AYDIN - Ferdi Uzun
Ömrünün 50 yılını ahşaba adayan 60 yaşındaki Ali Ateş, Aydın'ın Söke ilçesinde kendisine özgü atölyesinde ele emeği ürünler yapıyor. Yoldan geçenlerin durup ürünlerini satın aldığı ahşap ustası, geçimini de bu şekilde sağlıyor.
Ankara'da ağabeyiyle uzun seneler koltuk döşemeciliği ve ahşap oymacılığı yapan Ateş, o dönem bulunduğu sosyal ortamdan uzaklaşmak için 1988'de İzmir'e yerleşti.
Bir süre başkasının yanında çalışan evli ve 4 çocuk babası Ateş, daha sonra kendi işini kurdu ve ahşaptan hediyelik eşya üretmeye devam etti.
Yoğun iş temposu ve kalabalık kent hayatından sıkılan Ateş, 8 yıl önce ani bir kararla ailesini de geride bırakarak tek başına Aydın'ın Söke ilçesinde karayolu kenarındaki boş araziye atölyesini kurdu. Kapısı, penceresi ve duvarı olmayan üstü açık atölye ve barınma için 5 metrekare büyüklüğünde tahtadan kulübe yapan Ateş, ilginç yaşam biçimiyle görenleri bir hayli şaşırtıyor.
Ayda birkaç kez İzmir'de yaşayan ailesinin yanına giden, zamanını ahşaptan hediyelik eşyalar yaparak geçiren Ateş, "Dabbe Antik" adını verdiği atölyesinde farklı bir hayat sürüyor.
Giyimi, kuşamı ve yaşamıyla roman kahramanı Robinson Crusoe'u andıran Ateş, bir daha şehir hayatına dönmemeye de kararlı gözüküyor.
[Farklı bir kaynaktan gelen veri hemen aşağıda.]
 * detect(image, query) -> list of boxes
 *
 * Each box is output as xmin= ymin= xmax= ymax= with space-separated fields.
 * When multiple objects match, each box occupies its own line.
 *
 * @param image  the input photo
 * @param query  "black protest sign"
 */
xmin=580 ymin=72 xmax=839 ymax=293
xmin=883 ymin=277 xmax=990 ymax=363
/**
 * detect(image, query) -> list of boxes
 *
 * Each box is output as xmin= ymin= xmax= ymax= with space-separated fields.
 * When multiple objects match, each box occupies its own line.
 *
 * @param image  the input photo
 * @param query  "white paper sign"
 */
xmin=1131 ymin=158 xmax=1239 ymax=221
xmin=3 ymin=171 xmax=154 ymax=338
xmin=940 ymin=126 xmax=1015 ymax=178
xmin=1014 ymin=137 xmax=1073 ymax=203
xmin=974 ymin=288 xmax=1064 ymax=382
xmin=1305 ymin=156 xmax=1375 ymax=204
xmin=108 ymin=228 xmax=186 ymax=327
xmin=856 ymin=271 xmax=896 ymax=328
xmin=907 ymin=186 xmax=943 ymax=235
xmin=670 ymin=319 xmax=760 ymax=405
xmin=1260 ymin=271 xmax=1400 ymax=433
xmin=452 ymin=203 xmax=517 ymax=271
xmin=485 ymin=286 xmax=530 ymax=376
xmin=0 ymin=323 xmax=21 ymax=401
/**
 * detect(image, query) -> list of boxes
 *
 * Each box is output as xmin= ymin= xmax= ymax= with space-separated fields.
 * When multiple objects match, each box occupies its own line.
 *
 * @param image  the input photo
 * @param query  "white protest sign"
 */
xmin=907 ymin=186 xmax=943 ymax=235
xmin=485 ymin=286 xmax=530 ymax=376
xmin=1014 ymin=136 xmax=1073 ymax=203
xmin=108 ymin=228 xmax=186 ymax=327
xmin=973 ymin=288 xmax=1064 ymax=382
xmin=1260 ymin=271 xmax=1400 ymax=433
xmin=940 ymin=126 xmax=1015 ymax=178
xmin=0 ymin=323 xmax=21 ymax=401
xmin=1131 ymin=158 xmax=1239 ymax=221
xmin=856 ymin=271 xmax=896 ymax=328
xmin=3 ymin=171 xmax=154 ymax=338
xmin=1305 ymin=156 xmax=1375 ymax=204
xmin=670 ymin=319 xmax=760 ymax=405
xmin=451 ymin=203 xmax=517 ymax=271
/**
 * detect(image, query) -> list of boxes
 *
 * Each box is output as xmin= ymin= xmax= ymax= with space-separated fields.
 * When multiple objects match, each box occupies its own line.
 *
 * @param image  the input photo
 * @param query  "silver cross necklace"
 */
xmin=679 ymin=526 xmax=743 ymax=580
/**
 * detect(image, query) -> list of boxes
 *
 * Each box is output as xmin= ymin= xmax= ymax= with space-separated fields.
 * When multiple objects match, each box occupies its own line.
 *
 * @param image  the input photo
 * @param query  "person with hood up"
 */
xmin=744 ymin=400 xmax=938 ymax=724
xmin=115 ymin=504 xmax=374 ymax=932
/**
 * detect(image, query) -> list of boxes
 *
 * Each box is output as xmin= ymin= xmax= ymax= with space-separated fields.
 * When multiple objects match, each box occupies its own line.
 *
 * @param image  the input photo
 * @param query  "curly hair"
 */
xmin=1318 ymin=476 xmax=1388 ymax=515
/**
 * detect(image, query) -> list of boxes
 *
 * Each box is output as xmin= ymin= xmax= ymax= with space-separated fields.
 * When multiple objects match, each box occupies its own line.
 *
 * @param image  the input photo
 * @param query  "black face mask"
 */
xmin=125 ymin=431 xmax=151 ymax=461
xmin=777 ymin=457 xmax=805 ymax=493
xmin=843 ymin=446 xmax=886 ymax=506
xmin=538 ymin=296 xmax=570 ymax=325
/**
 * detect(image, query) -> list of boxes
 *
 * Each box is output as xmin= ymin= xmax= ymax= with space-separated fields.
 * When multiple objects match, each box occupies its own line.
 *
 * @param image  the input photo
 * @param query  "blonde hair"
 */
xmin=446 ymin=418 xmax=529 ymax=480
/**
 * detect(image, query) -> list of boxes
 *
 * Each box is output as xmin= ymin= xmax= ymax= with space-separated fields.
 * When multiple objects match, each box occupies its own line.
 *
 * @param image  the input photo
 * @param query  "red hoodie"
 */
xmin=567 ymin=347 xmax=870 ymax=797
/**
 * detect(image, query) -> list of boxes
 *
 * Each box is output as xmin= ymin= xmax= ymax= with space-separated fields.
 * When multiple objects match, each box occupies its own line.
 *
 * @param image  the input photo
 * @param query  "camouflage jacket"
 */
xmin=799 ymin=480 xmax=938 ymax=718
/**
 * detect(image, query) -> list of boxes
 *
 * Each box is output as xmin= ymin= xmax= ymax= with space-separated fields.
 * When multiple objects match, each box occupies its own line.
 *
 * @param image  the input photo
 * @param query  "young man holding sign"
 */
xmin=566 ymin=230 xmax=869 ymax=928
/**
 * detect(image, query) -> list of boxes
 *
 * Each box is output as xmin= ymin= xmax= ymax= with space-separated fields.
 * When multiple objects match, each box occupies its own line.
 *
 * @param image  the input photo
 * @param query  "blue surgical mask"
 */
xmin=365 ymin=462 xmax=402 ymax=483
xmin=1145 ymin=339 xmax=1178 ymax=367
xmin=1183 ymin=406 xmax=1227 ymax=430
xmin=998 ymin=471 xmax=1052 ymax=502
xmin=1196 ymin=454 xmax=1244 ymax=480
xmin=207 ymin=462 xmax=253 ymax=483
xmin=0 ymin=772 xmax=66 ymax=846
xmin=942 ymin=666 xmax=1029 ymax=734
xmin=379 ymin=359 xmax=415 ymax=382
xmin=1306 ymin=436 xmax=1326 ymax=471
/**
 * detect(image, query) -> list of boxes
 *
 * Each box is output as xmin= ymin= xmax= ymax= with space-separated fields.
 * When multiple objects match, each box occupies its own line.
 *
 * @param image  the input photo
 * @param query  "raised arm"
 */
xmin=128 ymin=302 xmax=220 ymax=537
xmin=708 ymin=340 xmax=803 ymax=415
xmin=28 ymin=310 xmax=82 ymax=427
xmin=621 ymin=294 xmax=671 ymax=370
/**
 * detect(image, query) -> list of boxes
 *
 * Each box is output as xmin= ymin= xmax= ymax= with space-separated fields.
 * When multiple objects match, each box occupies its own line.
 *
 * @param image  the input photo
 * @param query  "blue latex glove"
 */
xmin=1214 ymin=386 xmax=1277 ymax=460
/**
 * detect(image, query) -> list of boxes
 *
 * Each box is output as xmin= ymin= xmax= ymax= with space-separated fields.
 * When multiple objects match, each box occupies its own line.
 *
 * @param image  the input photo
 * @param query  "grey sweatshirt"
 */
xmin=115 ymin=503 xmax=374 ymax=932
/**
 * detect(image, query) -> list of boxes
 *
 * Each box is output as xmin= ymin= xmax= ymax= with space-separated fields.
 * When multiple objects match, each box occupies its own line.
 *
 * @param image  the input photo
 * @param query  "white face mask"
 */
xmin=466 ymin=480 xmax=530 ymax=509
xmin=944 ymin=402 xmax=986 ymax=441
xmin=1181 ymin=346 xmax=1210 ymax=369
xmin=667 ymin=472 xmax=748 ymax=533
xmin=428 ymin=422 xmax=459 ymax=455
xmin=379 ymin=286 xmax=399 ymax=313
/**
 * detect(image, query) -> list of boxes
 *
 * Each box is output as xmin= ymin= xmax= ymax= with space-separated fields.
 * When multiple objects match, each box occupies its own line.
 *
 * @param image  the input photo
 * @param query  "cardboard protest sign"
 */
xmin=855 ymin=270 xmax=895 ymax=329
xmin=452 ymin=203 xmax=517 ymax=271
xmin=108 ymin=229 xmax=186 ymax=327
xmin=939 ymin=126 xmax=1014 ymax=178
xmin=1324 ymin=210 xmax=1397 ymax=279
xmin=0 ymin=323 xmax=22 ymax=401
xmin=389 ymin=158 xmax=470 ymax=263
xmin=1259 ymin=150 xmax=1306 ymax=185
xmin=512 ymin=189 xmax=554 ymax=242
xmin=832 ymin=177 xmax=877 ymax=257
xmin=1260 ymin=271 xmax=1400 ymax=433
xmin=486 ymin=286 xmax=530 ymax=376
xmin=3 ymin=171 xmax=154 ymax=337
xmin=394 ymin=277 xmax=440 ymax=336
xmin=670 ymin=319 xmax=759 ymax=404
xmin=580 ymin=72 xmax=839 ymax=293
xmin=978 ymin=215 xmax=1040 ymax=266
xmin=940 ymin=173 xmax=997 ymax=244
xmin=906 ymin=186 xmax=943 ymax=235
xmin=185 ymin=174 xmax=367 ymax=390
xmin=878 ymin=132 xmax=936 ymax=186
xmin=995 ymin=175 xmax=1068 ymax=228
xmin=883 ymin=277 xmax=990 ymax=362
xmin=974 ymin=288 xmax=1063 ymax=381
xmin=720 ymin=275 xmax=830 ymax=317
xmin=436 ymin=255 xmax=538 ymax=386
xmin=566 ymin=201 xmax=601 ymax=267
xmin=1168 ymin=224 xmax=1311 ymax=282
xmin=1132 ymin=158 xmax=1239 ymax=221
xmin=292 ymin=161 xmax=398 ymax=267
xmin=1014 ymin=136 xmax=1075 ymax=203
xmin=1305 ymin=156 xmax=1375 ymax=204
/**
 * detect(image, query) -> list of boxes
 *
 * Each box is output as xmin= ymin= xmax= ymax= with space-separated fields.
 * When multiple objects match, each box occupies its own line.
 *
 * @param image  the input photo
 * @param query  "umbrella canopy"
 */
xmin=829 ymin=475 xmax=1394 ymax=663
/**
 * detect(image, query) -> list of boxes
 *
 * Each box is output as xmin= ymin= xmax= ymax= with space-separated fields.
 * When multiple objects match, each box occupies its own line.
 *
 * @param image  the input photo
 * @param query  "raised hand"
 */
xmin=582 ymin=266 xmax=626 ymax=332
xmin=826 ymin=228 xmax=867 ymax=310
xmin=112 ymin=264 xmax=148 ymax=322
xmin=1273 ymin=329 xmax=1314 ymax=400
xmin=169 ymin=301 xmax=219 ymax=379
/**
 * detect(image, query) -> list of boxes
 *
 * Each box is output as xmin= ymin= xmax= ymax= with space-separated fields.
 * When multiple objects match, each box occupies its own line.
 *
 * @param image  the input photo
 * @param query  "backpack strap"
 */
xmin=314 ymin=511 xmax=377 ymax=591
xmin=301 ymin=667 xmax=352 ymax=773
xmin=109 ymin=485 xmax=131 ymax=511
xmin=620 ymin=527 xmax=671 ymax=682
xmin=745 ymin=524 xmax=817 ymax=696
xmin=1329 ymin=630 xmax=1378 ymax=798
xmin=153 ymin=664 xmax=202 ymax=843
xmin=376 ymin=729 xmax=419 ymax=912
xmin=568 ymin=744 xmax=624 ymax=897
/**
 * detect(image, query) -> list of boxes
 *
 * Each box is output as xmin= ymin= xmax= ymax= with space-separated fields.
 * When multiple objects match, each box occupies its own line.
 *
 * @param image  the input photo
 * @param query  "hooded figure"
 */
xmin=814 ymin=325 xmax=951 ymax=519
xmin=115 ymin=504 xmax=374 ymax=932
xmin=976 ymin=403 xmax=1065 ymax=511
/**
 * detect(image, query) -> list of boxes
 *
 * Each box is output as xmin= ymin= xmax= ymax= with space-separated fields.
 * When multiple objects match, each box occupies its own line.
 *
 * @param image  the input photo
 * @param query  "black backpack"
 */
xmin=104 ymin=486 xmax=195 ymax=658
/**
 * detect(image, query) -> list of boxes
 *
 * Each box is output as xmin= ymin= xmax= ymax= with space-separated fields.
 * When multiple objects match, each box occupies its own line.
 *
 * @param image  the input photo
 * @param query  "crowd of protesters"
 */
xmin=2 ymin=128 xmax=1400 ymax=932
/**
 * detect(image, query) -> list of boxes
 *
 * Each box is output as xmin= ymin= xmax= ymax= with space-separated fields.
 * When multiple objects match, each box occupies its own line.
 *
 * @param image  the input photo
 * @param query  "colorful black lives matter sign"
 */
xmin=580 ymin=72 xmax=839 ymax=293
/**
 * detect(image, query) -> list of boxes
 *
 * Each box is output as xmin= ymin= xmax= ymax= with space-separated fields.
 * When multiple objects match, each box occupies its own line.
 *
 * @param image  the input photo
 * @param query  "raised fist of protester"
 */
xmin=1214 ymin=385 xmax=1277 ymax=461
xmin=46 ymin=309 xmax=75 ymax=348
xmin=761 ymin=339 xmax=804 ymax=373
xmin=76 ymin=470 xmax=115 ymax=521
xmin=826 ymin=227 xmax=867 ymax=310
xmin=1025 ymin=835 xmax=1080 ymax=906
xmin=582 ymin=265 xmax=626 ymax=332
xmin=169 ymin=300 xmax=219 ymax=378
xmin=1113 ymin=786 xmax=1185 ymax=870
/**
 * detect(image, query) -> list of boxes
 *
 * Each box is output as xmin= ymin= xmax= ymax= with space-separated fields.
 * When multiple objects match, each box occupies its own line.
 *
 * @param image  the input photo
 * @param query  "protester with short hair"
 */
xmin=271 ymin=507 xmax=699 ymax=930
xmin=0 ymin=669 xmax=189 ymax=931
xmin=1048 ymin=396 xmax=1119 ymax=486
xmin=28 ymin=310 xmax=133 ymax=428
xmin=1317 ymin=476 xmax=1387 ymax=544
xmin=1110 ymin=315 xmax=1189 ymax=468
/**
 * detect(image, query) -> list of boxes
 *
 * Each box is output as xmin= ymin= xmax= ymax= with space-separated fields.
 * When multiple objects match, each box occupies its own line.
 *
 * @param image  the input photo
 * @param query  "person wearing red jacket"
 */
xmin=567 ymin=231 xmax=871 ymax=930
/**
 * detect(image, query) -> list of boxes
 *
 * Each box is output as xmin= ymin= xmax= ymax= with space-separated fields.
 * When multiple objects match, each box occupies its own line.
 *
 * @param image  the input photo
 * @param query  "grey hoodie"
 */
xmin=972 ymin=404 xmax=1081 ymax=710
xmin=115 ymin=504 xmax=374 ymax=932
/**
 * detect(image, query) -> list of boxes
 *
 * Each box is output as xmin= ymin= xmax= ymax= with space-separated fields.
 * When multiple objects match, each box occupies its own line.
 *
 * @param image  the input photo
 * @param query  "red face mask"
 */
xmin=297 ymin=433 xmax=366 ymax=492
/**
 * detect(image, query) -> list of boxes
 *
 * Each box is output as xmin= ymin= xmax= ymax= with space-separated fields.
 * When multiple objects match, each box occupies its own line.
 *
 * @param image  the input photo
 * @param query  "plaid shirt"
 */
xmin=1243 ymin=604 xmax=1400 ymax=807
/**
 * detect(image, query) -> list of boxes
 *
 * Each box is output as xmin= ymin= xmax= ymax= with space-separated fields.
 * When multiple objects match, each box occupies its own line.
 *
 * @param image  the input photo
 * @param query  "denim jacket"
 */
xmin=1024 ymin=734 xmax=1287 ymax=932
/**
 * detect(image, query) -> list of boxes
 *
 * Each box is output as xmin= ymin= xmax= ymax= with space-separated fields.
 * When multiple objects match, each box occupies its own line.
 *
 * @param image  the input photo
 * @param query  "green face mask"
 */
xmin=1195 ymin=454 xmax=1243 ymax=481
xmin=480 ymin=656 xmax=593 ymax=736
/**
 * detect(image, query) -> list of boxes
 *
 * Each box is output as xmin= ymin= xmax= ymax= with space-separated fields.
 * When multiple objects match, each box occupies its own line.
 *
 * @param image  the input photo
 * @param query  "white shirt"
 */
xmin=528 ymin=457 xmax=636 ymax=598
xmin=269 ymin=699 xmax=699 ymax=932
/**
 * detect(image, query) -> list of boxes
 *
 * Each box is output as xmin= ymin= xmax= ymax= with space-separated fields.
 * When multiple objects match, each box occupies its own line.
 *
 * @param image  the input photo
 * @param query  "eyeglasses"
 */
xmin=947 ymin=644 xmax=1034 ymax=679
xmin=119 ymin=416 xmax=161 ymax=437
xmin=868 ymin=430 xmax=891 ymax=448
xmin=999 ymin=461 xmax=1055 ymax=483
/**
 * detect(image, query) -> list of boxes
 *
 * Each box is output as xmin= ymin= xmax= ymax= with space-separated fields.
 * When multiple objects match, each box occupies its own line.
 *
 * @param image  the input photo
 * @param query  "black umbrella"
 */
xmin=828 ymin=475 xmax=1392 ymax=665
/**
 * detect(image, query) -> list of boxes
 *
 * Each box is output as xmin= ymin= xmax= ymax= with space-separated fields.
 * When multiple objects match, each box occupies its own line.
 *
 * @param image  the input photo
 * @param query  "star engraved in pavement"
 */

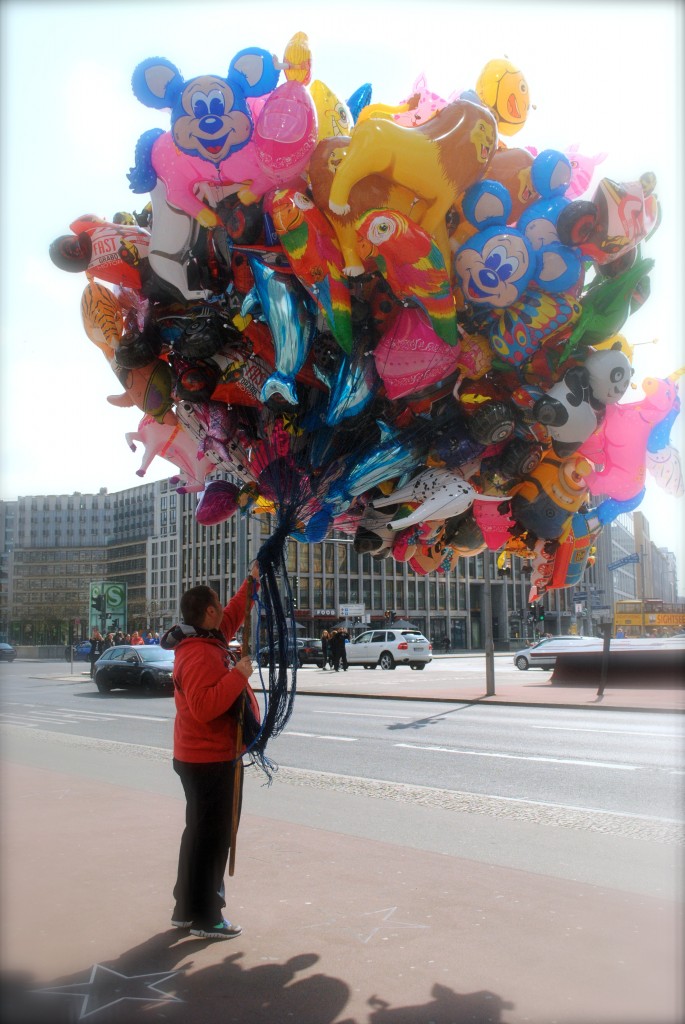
xmin=305 ymin=905 xmax=430 ymax=944
xmin=35 ymin=963 xmax=184 ymax=1019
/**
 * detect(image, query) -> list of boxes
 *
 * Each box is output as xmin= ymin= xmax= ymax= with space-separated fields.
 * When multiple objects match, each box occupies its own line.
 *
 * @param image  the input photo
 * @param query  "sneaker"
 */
xmin=171 ymin=919 xmax=192 ymax=928
xmin=190 ymin=919 xmax=242 ymax=940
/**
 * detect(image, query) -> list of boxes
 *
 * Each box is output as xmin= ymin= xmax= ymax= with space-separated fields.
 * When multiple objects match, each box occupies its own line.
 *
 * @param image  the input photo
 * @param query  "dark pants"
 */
xmin=172 ymin=759 xmax=242 ymax=928
xmin=332 ymin=648 xmax=348 ymax=671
"Doğayla iç içe yalnız yaşamaya karar verdim"Ateş, AA muhabirine yaptığı açıklamada, hareketli bir yaşam sonrası ailesini de geride bırakarak yalnız bir hayatı tercih ettiğini söyledi. Bundan 8 yıl önce Söke'ye yerleşmeye karar verdiğini anlatan Ateş, şöyle konuştu:
"Yaşamımın en kötü yıllarını Ankara'da geçirdim. İzmir'e geldiğimde de farklı bir arkadaş çevrem vardı. Bir türlü onlardan kopamıyordum. 'Burayı terk edeceğim.' diyerek şehirden ayrıldım. Aydın-Söke karayolu kenarında bir atölye kurdum. İzmir'de kalabalıktan ve yoğunluktan sıkılmıştım. Doğayla iç içe yalnız yaşamaya karar verdim. 8 yıldır bu şekilde çalışıyorum. Arada bir İzmir'e ailemin yanına gidiyorum. Bana diyorlar ki 'Sen kime emanet edip de gidiyorsun?' Ben bunları Allah'a emanet edip gidiyorum. Bu da tevekkülün en güzelidir."
Üstü açık atölyenin yanına 5 metrekare büyüklüğünde tahtadan kulübe yaptığını dile getiren Ateş, burada el emeğiyle eşyalar ürettiğini vurguladı.
Sevdiği işi yaptığı için mutlu olduğunu ifade eden Ateş, "Dışarıdan bakıldığında sefil bir hayat ama bana göre saray. Yoldan geçenler atölyeyi ve benim yaşantımı merak edip geliyor. Tezgahın başına geçtiğimde kendimi buluyorum. Yetinmeyi bilmek çok önemli." diye konuştu.
Ateş, ürünlerin tamamını yoldan geçip kendisine uğrayan müşterilerine sattığını kaydetti.